Be afraid. Be very afraid.

By: Mr. T on April 5, 2005
Chancellor Harvey Perlman of UNL sent this announcement out today to all UNL faculty and staff (abridged version): Yet, we continue to face a significant challenge caused by our enrollment decline this year and the tuition shortfall that decline precipitated. The shortfall could be as high as $6 million dollars. This means we will not have sufficient dollars to fund this year's budget and unless enrollment increases rapidly for fall, we cannot sustain next year's level of expenditures either. I am afraid this means that we will have to begin looking at very real changes in how we manage our resources and, yes, some reductions in current budgets. I believe the enrollment decline is in large part a lingering product of the budget cuts and the significant increases in tuition rates over the last four years. .... Right now we are focused on minimizing the damage. We have enlisted faculty and others to work hard to retain the students we have and to attract additional students to the University. ..... Because this shortfall has been created by enrollment declines, one of the factors that should be considered in making reductions will be patterns of enrollment within academic departments. HMMMMMM. This could be Perl-speak for "departments with low enrollment rates might get axed." Let the rumors, finger-pointing, and hysteria begin.

Comments

See what your friends and neighbors have to say about this.

Christopher
April 6, 2005 at 3:29AM

Attract students to Nebraska…I guess this means attracting all out of state students and illigal aliens.

Ah I remember my junior/senior year of high school well. A mailbox full of every university advertisement from around the region, but alas none from NU. I had to ask NU to send me an application form.

Sounds like they’re really working hard to keep the instate talent within the state borders (/sarcasm).

Mr. Wilson
April 6, 2005 at 3:16PM

Like I mentioned to you on the phone, I wouldn’t be at all surprised if some departments are “merged” rather than outright eliminated. The top candidates, in my estimation, are Classics, Judaic Studies, and Religious Studies. The overlap among those departments is pretty substantial.
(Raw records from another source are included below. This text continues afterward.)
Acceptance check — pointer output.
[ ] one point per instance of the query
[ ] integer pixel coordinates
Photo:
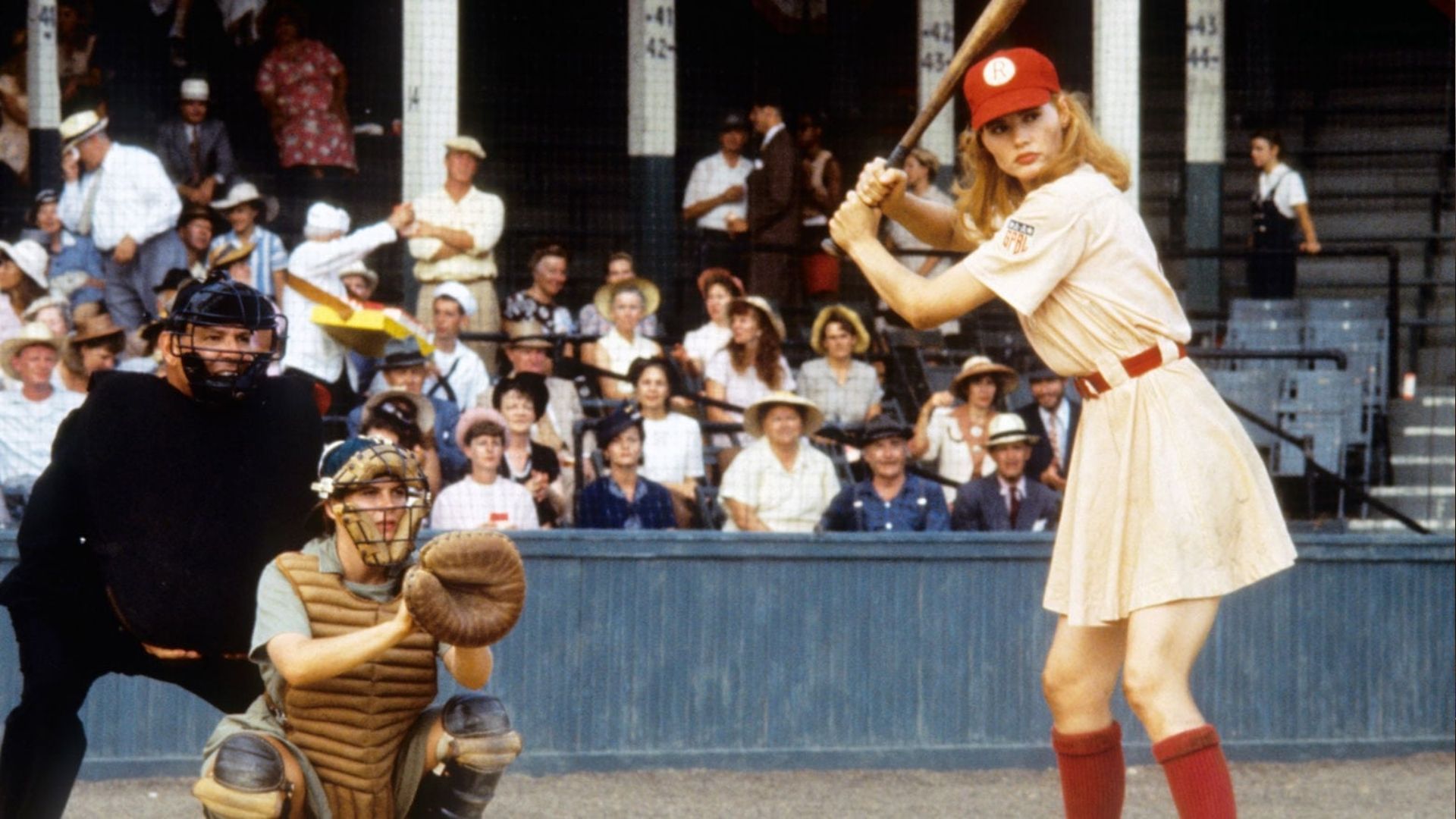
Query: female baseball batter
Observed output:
(1168, 506)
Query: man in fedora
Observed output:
(245, 210)
(121, 197)
(890, 500)
(196, 150)
(1006, 500)
(459, 226)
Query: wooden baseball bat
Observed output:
(993, 20)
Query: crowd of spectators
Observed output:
(526, 411)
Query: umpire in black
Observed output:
(162, 503)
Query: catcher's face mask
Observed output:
(381, 497)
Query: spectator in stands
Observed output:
(921, 168)
(592, 321)
(714, 200)
(628, 303)
(327, 251)
(76, 267)
(92, 347)
(774, 206)
(890, 499)
(196, 150)
(482, 499)
(718, 289)
(405, 368)
(956, 439)
(24, 268)
(845, 390)
(780, 483)
(124, 203)
(459, 375)
(622, 499)
(459, 226)
(1006, 500)
(752, 365)
(245, 210)
(821, 188)
(672, 442)
(538, 302)
(302, 85)
(1052, 420)
(1279, 205)
(30, 416)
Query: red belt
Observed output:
(1145, 362)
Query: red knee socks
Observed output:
(1092, 773)
(1197, 774)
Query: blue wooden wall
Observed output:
(799, 651)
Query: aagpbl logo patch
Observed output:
(1017, 235)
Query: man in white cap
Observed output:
(196, 150)
(459, 376)
(121, 197)
(328, 248)
(459, 226)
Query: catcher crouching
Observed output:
(347, 634)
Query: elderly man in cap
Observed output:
(30, 416)
(715, 199)
(459, 375)
(196, 150)
(245, 209)
(1006, 500)
(327, 251)
(890, 500)
(121, 197)
(459, 226)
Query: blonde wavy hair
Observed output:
(989, 196)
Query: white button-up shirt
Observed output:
(479, 215)
(134, 199)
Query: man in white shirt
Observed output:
(459, 375)
(123, 202)
(459, 226)
(328, 248)
(715, 199)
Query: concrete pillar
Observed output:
(937, 46)
(1203, 150)
(1116, 69)
(653, 142)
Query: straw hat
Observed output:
(31, 334)
(759, 303)
(982, 366)
(651, 297)
(753, 414)
(842, 314)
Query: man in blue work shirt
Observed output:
(890, 500)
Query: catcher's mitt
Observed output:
(468, 589)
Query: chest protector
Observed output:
(351, 726)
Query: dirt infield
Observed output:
(1416, 786)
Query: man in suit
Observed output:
(774, 207)
(1006, 502)
(196, 150)
(1052, 417)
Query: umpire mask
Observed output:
(375, 482)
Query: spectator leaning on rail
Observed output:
(123, 200)
(1006, 500)
(622, 499)
(459, 226)
(890, 500)
(780, 483)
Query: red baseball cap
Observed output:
(1009, 80)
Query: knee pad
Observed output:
(478, 733)
(246, 781)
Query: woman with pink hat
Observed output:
(1168, 506)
As for where to get students, the theoretical solution is actually pretty simple: any individual college needs only to recruit a few more students each year to increase enrollment substantially across the entire campus. Additionally, if each college can retain a few more students each year—rather than losing them through normal attrition—the overall enrollment numbers will be boosted. It really wouldn’t take much effort or money for individual colleges to undertake just a few more recruitment efforts, like personal phone calls. If a student worker making phone calls gets just one new or returning student per hour, the University reaps thousands of dollars in benefits at the cost of about $7.00.

The Athletic Department learned long ago the value of personal communications in getting and retaining recruits. Academic departments could stand to learn a few of those lessons.

Mr. T
April 7, 2005 at 1:22AM

Merging departments makes sense, to at least cut overhead costs associated with maintaining separate departments that would otherwise seem very compatible combined into one such as those you mentioned. Someone (perhaps in academic affairs?) is going to have to do some research into enrollment trends at various departments to determine which ones are drawing the students, and which ones arent, as well as weigh that into research opportunities and grant income per department.
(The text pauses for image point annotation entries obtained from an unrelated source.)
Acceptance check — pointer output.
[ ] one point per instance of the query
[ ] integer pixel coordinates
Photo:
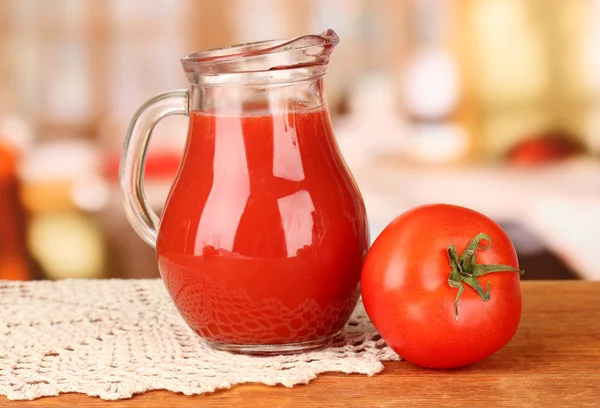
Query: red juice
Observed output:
(264, 232)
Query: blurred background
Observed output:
(491, 104)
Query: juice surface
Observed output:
(264, 233)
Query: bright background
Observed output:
(492, 104)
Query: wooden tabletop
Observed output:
(553, 360)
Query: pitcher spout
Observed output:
(304, 52)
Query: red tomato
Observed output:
(411, 286)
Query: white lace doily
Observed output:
(117, 338)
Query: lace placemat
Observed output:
(117, 338)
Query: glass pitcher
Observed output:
(263, 235)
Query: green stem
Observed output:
(466, 270)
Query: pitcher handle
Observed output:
(142, 218)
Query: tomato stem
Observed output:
(466, 270)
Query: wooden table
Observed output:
(553, 360)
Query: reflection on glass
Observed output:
(297, 220)
(230, 190)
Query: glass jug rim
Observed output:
(262, 56)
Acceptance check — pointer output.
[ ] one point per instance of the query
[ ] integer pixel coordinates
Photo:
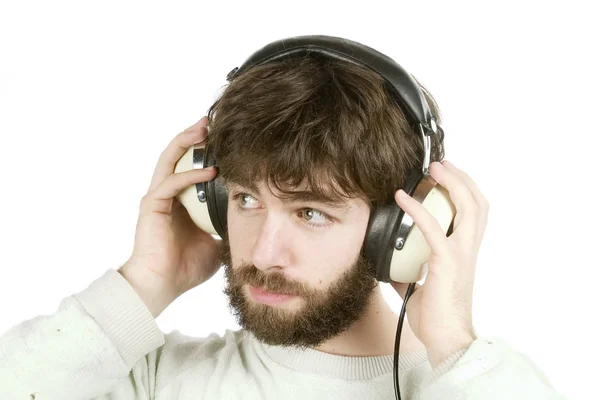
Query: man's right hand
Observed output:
(171, 254)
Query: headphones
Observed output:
(393, 244)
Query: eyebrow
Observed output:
(298, 197)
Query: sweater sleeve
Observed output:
(489, 369)
(94, 345)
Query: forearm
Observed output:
(85, 349)
(441, 350)
(155, 295)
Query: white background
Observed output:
(91, 93)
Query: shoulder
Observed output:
(184, 348)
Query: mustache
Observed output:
(272, 282)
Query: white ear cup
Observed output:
(197, 210)
(406, 263)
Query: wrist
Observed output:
(155, 294)
(440, 350)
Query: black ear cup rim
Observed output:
(382, 229)
(217, 198)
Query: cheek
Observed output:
(239, 233)
(326, 259)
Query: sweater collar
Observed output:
(336, 366)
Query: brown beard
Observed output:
(324, 314)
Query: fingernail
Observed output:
(402, 194)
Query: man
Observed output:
(307, 148)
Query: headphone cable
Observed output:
(409, 292)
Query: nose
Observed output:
(272, 249)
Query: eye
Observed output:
(245, 201)
(314, 217)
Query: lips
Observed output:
(265, 297)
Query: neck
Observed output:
(374, 334)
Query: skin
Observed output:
(165, 262)
(273, 237)
(268, 236)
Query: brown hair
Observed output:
(326, 124)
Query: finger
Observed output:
(176, 148)
(161, 198)
(467, 210)
(428, 225)
(401, 288)
(474, 189)
(478, 197)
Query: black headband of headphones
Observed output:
(405, 89)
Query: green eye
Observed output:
(314, 216)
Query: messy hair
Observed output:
(326, 126)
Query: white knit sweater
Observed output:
(103, 343)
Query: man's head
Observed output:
(307, 148)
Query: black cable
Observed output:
(409, 292)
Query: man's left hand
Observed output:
(440, 310)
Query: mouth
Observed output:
(268, 298)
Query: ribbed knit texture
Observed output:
(102, 343)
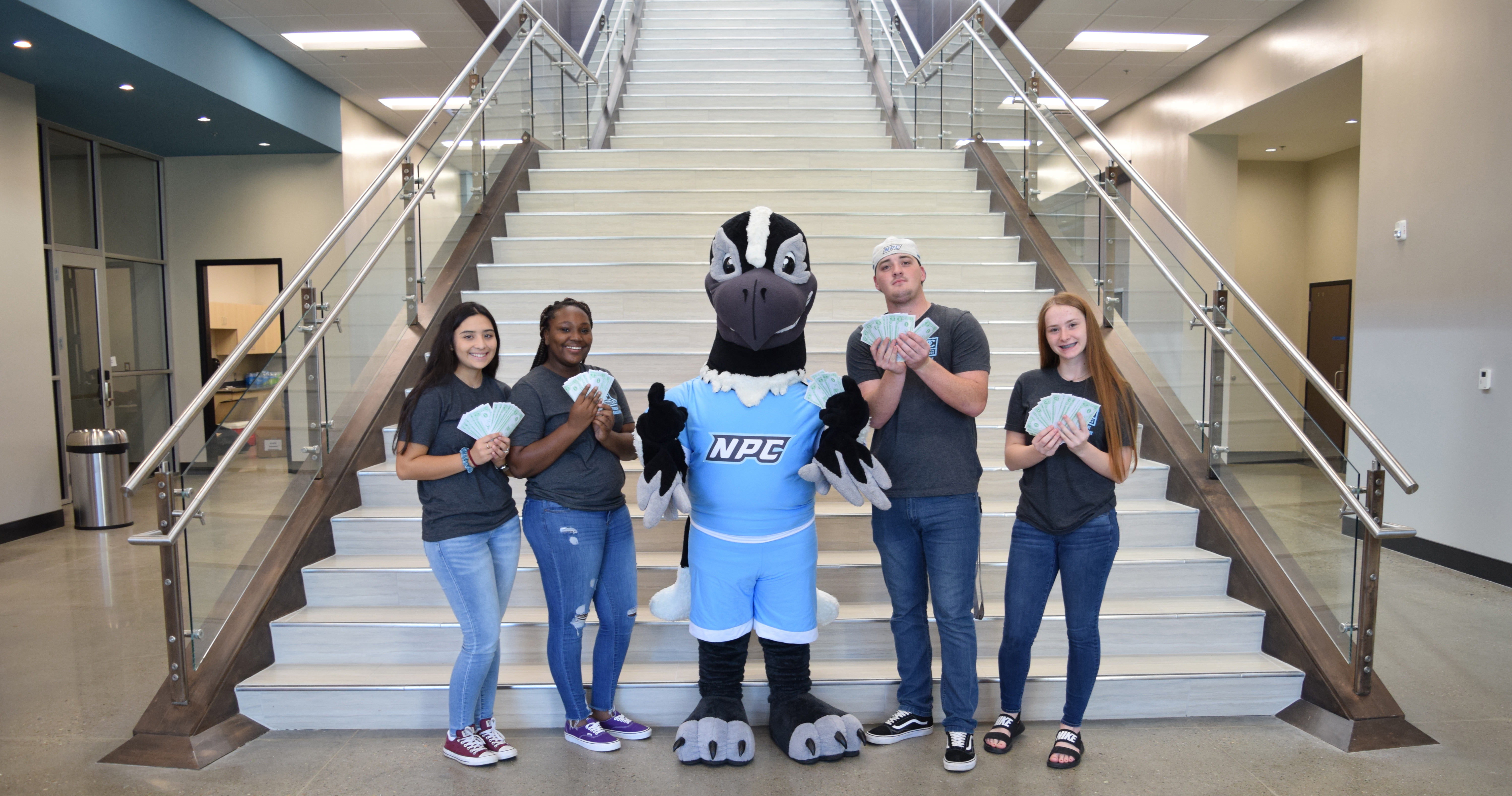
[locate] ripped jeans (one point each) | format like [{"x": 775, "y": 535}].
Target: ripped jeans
[{"x": 584, "y": 558}]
The whole Orn Bodvarsson thing still seems to resonate. From a students perspective, I cant see a really good academic reason to go to UNL unless you’re on of those elite who get into JD Edwards or one of the other strong programs here or something. Otherwise I would think there seems to be more pragmatic reasons to attend UNL (distance or tuition).

When I got out of highschool, I had a choice of either going to the U of Minnesota where I would have been a nameless face in classes of 200+ and pay a low tuition or go to the liberal arts school I ultimately chose which had a higher price tag but also had a maximum class size of like 40.

Also I honestly think that because football sucks now it is a big reason why UNL has lost, at least temporarily, some of its glamour. Nebraska without a good football team is basically Wyoming.